Not enough variables input.
Need to know exactly how you are blending the gases and how accurate you need the cost to be.
To start, you need to know the cost/cf of your compressor to run. $/kwh, $/filter cartridge, CF/cartridge, $/oil change, CF/oil change, depreciation schedule for the compressor which gets you to the $/cf of the hardware unless you consider it fully depreciated. That gets you the $/cf for air.
Then need to know how you are blending nitrox, I assume/hope it is with a stick and for that it's the $/cf of the O2 bottle including any cylinder rental fees you have, then add in the depreciation schedule of the hardware for the stick and the $/O2 sensor and cf/O2 sensor. Frankly for this I would just consider it the cost of the O2 itself and consider the O2 sensor as an annual replacement a wash.

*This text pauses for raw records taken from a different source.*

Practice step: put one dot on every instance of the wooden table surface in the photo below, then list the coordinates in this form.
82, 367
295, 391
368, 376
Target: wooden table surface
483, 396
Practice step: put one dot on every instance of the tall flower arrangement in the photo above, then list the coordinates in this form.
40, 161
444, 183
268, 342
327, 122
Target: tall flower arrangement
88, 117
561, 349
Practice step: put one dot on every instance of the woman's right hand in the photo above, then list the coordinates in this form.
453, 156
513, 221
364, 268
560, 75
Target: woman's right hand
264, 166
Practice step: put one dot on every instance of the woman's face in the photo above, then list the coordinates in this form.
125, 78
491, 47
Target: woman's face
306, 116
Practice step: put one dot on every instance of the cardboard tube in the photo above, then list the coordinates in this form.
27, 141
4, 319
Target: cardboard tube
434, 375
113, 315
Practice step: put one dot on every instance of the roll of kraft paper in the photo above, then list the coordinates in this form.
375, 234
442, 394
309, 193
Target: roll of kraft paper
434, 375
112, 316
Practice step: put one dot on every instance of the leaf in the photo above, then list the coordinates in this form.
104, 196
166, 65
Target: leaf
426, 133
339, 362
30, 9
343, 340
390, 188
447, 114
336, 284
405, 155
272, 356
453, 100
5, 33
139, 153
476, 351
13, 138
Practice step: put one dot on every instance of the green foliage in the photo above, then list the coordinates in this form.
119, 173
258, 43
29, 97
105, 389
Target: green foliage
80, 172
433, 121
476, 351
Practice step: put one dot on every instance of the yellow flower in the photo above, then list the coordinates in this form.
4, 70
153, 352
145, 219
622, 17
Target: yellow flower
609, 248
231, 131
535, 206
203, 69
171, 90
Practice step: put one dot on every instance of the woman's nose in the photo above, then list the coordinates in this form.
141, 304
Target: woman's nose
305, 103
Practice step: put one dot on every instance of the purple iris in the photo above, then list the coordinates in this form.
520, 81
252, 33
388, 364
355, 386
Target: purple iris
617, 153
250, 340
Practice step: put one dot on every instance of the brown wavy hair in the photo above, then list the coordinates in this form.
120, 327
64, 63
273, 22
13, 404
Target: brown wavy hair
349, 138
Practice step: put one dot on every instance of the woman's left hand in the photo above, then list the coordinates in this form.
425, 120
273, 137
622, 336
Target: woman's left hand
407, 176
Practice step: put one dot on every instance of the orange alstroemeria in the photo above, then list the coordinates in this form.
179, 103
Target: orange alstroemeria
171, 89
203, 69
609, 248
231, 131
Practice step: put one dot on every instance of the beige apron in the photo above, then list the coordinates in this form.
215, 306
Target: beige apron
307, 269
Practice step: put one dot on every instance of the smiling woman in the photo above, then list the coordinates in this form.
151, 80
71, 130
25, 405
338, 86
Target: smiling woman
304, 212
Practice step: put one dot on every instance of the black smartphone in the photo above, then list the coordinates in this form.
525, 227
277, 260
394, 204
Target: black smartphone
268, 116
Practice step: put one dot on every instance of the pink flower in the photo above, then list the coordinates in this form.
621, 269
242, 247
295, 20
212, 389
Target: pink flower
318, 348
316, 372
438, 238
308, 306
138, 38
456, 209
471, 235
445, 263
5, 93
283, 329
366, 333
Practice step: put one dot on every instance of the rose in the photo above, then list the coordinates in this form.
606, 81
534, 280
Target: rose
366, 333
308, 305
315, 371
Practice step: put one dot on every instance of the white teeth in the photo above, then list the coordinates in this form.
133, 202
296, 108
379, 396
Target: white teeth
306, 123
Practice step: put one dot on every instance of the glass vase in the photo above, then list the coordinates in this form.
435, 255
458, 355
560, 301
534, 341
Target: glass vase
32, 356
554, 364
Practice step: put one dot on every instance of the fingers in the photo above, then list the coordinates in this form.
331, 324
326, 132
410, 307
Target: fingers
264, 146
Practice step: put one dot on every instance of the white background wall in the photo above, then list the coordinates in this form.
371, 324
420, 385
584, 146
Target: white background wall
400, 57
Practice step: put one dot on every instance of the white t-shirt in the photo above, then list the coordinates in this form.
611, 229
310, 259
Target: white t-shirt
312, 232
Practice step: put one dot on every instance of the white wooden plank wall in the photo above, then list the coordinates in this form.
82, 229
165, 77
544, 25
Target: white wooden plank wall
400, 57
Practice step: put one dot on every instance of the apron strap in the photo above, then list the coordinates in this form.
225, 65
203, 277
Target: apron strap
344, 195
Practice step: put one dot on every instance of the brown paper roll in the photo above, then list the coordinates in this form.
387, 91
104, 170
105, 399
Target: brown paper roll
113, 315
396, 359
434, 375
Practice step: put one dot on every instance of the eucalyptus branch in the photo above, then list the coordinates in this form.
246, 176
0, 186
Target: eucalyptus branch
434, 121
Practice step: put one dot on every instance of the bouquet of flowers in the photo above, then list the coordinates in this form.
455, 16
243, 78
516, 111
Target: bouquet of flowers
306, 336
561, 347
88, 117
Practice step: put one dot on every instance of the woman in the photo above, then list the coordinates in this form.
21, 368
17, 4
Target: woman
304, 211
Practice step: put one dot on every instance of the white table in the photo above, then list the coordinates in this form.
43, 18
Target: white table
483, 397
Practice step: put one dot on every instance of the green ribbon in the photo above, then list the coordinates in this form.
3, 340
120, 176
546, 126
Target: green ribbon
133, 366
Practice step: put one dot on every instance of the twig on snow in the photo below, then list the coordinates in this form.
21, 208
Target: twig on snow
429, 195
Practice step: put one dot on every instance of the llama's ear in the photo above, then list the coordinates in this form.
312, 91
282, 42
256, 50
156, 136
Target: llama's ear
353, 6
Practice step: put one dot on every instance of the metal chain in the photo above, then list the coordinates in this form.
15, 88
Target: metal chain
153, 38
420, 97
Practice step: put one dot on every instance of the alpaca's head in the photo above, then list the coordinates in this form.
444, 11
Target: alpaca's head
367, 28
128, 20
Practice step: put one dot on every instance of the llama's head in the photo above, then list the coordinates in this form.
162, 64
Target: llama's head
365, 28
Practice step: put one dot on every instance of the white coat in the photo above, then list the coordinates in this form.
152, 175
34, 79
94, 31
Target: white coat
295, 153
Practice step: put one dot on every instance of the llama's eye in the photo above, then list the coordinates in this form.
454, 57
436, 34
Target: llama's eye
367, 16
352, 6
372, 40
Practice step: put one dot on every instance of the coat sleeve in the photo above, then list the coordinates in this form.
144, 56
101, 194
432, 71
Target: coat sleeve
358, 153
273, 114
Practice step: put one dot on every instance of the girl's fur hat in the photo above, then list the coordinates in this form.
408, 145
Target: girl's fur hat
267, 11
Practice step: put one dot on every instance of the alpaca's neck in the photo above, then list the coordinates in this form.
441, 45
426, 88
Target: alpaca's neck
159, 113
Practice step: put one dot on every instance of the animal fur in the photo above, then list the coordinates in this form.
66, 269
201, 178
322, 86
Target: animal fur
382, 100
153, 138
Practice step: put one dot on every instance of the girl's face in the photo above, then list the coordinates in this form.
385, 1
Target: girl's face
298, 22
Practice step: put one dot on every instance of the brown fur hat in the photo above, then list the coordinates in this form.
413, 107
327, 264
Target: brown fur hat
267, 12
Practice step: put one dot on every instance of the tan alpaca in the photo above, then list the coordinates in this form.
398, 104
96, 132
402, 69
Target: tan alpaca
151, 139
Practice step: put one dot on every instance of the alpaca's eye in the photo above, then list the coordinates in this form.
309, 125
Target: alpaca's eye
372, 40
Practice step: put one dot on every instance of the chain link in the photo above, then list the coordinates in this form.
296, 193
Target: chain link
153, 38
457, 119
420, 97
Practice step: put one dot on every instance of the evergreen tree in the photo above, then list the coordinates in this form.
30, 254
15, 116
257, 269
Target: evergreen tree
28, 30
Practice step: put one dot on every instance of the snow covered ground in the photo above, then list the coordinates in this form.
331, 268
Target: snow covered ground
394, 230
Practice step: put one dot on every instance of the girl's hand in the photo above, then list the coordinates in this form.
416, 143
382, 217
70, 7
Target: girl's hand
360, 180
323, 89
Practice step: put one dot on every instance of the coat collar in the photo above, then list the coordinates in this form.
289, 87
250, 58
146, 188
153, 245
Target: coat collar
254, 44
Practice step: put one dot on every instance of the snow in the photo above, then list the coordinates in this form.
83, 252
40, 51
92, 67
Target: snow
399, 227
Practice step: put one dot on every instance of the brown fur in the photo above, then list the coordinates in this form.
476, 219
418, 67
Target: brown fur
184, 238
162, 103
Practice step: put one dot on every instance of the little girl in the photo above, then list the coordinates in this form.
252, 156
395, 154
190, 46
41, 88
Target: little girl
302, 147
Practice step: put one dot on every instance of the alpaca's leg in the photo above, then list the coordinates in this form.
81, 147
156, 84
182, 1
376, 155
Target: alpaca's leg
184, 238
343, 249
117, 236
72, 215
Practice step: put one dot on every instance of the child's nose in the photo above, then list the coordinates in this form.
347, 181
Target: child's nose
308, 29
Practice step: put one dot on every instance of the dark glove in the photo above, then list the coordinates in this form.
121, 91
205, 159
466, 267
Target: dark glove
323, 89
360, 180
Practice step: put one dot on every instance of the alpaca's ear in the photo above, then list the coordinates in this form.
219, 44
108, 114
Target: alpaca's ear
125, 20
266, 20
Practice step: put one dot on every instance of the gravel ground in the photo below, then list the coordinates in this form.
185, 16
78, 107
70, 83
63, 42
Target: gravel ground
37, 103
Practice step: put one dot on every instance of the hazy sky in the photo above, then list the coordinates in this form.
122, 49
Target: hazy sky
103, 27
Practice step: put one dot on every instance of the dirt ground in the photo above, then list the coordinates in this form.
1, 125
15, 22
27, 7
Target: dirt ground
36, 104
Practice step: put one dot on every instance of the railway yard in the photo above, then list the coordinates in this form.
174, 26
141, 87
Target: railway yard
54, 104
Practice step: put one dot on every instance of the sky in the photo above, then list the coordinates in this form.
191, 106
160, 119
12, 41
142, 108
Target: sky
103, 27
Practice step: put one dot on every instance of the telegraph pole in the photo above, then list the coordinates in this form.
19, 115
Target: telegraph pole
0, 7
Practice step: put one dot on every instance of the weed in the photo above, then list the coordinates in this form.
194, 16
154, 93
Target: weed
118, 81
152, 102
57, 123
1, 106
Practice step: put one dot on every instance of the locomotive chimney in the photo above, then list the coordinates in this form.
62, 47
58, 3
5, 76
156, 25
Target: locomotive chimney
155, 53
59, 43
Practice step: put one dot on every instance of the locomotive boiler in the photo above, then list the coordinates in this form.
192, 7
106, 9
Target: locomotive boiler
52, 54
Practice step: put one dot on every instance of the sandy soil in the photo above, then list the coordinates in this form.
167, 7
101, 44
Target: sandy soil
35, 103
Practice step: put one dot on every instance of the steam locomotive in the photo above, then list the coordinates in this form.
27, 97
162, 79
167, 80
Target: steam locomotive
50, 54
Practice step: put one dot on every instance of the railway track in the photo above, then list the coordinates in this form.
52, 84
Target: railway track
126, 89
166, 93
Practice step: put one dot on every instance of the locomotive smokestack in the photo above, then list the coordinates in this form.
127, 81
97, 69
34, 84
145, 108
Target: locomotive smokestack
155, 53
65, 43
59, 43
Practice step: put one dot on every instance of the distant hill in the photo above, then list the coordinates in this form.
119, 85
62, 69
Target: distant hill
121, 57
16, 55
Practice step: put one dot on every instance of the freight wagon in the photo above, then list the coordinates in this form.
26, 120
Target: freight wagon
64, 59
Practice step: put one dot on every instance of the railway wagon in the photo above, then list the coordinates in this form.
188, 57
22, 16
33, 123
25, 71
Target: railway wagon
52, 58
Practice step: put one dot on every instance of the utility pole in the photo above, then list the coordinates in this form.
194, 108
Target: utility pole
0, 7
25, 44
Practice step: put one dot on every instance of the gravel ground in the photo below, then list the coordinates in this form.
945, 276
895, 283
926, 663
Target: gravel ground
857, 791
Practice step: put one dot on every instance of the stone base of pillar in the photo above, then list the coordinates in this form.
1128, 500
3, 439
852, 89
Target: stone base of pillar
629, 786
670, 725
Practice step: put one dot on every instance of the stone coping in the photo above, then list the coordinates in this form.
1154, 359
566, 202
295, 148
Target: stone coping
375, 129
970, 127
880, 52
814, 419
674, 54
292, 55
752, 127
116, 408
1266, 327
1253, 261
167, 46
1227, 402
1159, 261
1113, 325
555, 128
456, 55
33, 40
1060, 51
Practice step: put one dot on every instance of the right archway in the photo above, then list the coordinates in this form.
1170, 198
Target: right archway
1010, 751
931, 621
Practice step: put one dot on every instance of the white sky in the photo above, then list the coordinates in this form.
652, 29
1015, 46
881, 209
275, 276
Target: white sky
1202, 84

Then we need to know what you're doing for the helium, whether you're bleeding off and PP blending, or using a booster. If using a booster, which specific booster and how is it being run? A Masterline is considerably cheaper to operate than a Haskel because it doesn't use drive gas and the cost of rebuild is considerably less, but if using a Haskel you have to consider its gas consumption rate and that is very complicated to sort out and you very much need to consider the multi-thousand dollar rebuilds every few years. If you are simply PP blending, then you have figure out whether you are charging for the gas you are bleeding off from the customers tanks and then how much is wasted by leaving it in the tank when you return it.
The $/psi is extremely complicated to get a precise number. If you just want the cost of the O2 and the He most of the blending apps out there will let you put in the $/cf of each gas and tell you the cost of raw materials, but it's the cost of moving the raw materials that complicates things.
244cf O2 cylinder is rated at 2200psi. If you are paying $100/244cf that's $100/2200psi or $0.046/psi. Obviously change the $100 to whatever you're paying
219cf of Helium is rated at 2400psi. Same math. $/2400psi.
The raw materials here are almost insignificant for nitrox and fairly small for helium. The cost of moving that gas between the compressor and/or booster is where the cost really shows up and that unfortunately is the part that most shops don't bother to calculate properly.